We need to duplicate community-based programs like these to help troubled youths get their lives on track and become productive citizens. This will save billions in lost opportunity costs because youths placed in detention have their educations interrupted, and a large percentage do not go back to finish high school. As a result, their lifetime job prospects and earnings are affected, which can mean lost tax revenues, higher public assistance use, mental health-related costs and a higher risk of adult incarceration.
According to the Coalition for Juvenile Justice, for every dollar invested in community-based youth development and prevention efforts, we dramatically reduce delinquency and save taxpayers up to $8 in future costs.

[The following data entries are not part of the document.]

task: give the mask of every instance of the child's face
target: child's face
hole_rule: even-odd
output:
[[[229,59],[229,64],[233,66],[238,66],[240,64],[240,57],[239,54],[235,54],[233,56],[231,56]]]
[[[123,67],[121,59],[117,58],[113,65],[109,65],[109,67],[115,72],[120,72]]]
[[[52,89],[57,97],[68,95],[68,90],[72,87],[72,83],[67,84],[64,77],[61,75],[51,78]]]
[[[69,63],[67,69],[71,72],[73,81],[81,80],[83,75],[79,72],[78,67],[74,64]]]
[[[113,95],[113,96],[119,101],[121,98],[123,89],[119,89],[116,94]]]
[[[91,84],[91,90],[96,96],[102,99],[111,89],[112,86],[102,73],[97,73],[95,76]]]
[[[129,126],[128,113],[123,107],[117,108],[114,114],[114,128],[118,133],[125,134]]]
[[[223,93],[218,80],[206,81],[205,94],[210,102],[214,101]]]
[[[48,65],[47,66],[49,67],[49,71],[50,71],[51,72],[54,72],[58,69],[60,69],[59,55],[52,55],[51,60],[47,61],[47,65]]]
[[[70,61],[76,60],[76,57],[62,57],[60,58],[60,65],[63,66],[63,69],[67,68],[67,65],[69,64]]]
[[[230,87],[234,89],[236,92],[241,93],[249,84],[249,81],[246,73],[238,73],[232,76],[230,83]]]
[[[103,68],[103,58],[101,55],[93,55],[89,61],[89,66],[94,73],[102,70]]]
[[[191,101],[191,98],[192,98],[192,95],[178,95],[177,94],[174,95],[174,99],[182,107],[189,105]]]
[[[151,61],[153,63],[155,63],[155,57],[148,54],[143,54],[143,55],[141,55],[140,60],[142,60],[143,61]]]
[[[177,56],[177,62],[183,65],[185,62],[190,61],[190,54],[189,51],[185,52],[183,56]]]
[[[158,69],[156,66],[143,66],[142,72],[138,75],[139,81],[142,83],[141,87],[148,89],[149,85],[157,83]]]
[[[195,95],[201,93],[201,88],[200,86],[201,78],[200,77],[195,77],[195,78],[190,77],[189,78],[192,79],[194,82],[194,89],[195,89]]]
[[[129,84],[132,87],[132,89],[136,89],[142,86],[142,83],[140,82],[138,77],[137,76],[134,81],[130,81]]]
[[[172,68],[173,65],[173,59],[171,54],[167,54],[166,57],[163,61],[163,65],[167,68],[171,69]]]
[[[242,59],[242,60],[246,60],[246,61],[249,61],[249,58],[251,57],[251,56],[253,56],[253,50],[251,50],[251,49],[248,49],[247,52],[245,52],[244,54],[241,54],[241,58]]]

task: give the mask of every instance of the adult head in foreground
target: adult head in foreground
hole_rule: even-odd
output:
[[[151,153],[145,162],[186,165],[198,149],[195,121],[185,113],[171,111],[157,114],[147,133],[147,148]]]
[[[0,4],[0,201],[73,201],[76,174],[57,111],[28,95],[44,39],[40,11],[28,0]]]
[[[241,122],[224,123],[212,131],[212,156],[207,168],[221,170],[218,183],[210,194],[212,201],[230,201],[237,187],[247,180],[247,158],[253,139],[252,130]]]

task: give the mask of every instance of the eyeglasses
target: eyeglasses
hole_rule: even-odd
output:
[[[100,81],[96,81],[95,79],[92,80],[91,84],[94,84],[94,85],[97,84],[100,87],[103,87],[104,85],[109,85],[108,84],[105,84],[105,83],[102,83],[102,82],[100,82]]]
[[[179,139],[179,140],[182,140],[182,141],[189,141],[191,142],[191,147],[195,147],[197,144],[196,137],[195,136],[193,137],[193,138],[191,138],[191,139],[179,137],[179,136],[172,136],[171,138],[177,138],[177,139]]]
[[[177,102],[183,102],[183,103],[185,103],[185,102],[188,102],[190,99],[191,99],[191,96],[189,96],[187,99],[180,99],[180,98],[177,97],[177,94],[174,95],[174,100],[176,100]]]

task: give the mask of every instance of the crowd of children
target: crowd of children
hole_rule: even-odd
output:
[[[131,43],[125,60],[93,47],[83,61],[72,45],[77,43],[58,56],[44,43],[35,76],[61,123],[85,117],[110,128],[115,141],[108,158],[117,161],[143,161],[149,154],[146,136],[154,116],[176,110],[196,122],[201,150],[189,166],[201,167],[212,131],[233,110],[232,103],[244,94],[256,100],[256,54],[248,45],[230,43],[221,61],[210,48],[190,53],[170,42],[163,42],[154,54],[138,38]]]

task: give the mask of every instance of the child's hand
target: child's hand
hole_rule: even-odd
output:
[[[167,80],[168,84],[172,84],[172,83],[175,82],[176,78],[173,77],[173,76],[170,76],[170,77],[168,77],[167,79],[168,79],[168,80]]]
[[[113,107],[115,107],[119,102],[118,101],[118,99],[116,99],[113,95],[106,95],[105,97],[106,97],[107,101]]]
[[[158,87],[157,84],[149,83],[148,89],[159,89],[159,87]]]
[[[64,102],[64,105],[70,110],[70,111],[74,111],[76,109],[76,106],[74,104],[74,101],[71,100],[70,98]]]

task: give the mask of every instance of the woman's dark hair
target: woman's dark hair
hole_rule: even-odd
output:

By reauthorizing the Juvenile Justice and Delinquency Prevention Act of 2015, we can be smarter about juvenile reform. The JJDPA has been the single most important piece of bipartisan legislation to safeguard youths involved in the justice system, reduce juvenile crime and delinquency, and increase the safety of families and communities since 1974. It provides critical funding that allows programs at the state and local level to operate.
Federal funding for the JJDPA has dropped by more than 80 percent in the past 10 years, however, severely curbing the ability of states to maintain the act’s core provisions. Reauthroization would strengthen and update the act by incorporating new data on adolescent brain development, on the effectiveness of community-based alternatives and on methods to reduce race and ethnic disparities in the juvenile justice system.
Many young children in the U.S. experience abuse, neglect, domestic and community violence, and poverty. Without effective intervention, these children struggle and can feel hopeless, which can lead them to crime. The JJDPA will help states provide better alternatives for these youths and their families, a win for everyone.
Being “smarter, not tougher” on crime by focusing on rehabilitation and community-based approaches instead of detention has shown a reduction in juvenile incarceration and spending on juvenile justice in Texas, Pennsylvania, Ohio and other states – while at the same time seeing an increase in public safety. This is a policy that conservatives and progressives alike can support.
Carole King of Durham is a graduate student at the University of Southern California School of Social Work.